Toolpath

/kæm/

n. “The use of computers to turn digital designs into machine instructions.”

CAM, short for Computer-Aided Manufacturing, refers to software systems that convert digital design data, most commonly from CAD, into instructions that control manufacturing equipment. CAM bridges the gap between a virtual model and a physical object by translating geometry into toolpaths, feeds, speeds, and machine movements.

Where CAD answers the question “what should this look like?”, CAM answers “how do we make it?”. It takes precise digital geometry and maps it onto real-world machines such as CNC mills, lathes, laser cutters, plasma cutters, and 3D printers.

Key characteristics of CAM include:

• Toolpath Generation: Automatically calculates how cutting tools move across material.
• Machine Control: Outputs machine-readable instructions, commonly G-code.
• Material Awareness: Considers stock size, tool diameter, cutting depth, and material properties.
• Simulation: Allows virtual machining to detect collisions, inefficiencies, or errors before cutting.
• Automation: Reduces manual setup and increases repeatability and precision.

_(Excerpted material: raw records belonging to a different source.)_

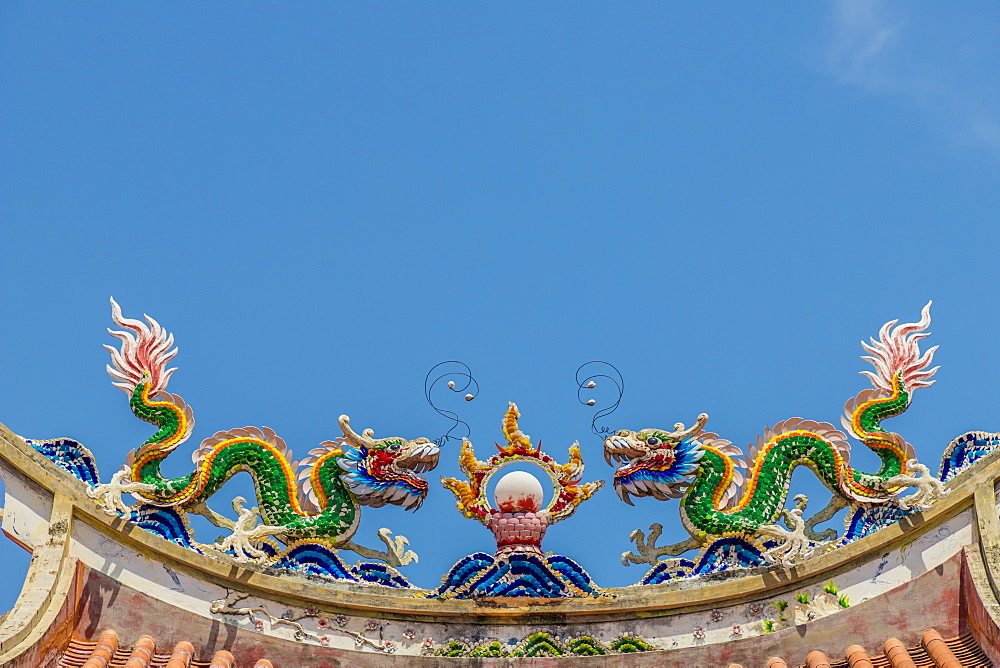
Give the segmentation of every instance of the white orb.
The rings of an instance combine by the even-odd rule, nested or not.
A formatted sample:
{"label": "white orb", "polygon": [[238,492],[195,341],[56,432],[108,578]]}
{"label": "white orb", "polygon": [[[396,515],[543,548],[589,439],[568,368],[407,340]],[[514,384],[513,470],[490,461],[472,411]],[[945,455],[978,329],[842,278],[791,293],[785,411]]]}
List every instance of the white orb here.
{"label": "white orb", "polygon": [[526,471],[511,471],[497,482],[493,500],[505,513],[537,512],[544,493],[538,478]]}

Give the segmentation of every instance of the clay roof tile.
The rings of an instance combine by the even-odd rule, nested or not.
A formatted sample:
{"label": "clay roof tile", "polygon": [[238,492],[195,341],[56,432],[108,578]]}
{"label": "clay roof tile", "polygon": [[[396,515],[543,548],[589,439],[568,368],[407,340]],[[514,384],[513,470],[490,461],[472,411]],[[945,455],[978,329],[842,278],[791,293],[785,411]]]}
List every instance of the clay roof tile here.
{"label": "clay roof tile", "polygon": [[847,663],[851,668],[874,668],[871,657],[861,645],[851,645],[845,652]]}

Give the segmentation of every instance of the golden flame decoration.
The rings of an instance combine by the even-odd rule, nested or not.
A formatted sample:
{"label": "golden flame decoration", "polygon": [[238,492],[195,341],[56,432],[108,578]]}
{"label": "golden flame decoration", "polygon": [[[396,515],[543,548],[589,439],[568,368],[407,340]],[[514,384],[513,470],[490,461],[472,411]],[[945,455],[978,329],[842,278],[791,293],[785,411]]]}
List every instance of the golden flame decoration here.
{"label": "golden flame decoration", "polygon": [[565,464],[559,464],[542,452],[540,446],[532,445],[531,438],[518,427],[520,417],[521,413],[517,410],[517,405],[510,402],[507,413],[501,422],[501,429],[507,445],[501,446],[498,443],[497,450],[499,452],[486,461],[476,459],[472,443],[468,439],[463,439],[458,462],[468,481],[441,477],[441,484],[455,495],[458,510],[465,517],[478,520],[483,524],[489,521],[490,515],[495,512],[486,498],[490,479],[500,469],[518,461],[535,464],[545,471],[552,480],[555,494],[553,494],[548,507],[541,511],[549,515],[550,524],[572,515],[576,512],[577,506],[604,486],[603,480],[580,483],[584,467],[579,443],[573,443],[570,446],[569,461]]}

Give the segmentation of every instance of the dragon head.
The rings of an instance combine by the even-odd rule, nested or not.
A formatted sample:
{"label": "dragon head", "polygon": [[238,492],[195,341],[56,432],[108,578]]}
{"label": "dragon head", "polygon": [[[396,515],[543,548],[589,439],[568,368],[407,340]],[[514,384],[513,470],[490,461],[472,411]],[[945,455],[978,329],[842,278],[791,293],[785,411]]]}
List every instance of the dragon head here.
{"label": "dragon head", "polygon": [[426,438],[373,438],[365,429],[360,434],[350,426],[350,418],[340,416],[344,448],[339,460],[341,479],[360,503],[380,508],[386,504],[416,509],[427,495],[427,480],[420,474],[437,466],[440,450]]}
{"label": "dragon head", "polygon": [[660,501],[683,496],[687,478],[695,472],[704,455],[697,439],[708,422],[702,413],[694,426],[680,422],[673,431],[623,429],[604,439],[604,459],[621,464],[615,471],[615,491],[632,505],[629,495],[652,496]]}

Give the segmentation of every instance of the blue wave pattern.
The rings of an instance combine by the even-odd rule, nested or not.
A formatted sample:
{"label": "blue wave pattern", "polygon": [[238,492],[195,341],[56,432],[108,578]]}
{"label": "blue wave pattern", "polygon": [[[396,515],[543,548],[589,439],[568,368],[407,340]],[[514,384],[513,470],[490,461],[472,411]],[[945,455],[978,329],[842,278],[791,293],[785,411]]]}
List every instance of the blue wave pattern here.
{"label": "blue wave pattern", "polygon": [[[771,543],[764,543],[765,548]],[[654,566],[637,584],[662,584],[736,568],[766,566],[763,551],[742,536],[725,536],[709,543],[697,559],[671,559]]]}
{"label": "blue wave pattern", "polygon": [[948,482],[977,461],[1000,447],[1000,434],[970,431],[948,444],[941,457],[938,477]]}
{"label": "blue wave pattern", "polygon": [[50,462],[79,478],[91,487],[100,483],[97,462],[90,450],[71,438],[38,441],[30,438],[24,442],[41,453]]}
{"label": "blue wave pattern", "polygon": [[198,547],[191,527],[188,526],[181,515],[173,508],[160,508],[158,506],[140,506],[132,511],[129,521],[136,526],[142,527],[151,534],[157,535],[163,540],[186,547],[199,554],[205,554]]}
{"label": "blue wave pattern", "polygon": [[399,571],[386,564],[362,562],[348,566],[324,543],[299,543],[269,564],[273,568],[283,568],[310,575],[321,575],[334,580],[349,582],[371,582],[385,587],[412,589],[413,585]]}
{"label": "blue wave pattern", "polygon": [[438,598],[570,598],[602,596],[583,567],[568,557],[510,554],[497,559],[471,554],[451,567]]}
{"label": "blue wave pattern", "polygon": [[857,506],[850,515],[847,516],[844,529],[844,537],[841,538],[836,547],[843,547],[848,543],[853,543],[859,538],[870,536],[879,529],[895,524],[908,515],[920,512],[916,508],[903,510],[899,506],[883,504],[880,506]]}

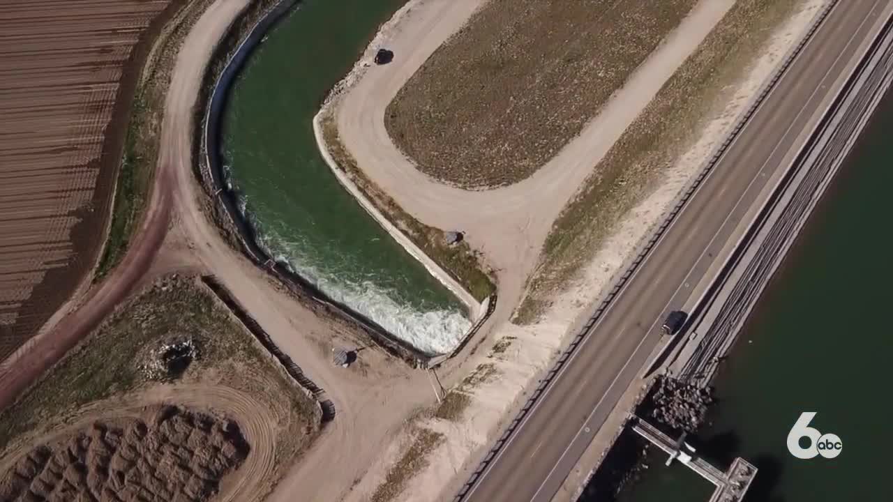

Conceptual example of a CAM workflow:

// Conceptual CAM process
Import CAD model
Define stock material
Select cutting tools
Generate toolpaths
Simulate machining
Export G-code to CNC machine

Conceptually, CAM is like choreographing a dance for machines. Every movement is planned in advance, ensuring tools cut only where intended, at the right speed, and in the correct sequence.

In essence, CAM transforms digital designs into physical reality, enabling modern manufacturing to be faster, more accurate, and far more consistent than manual machining ever could be.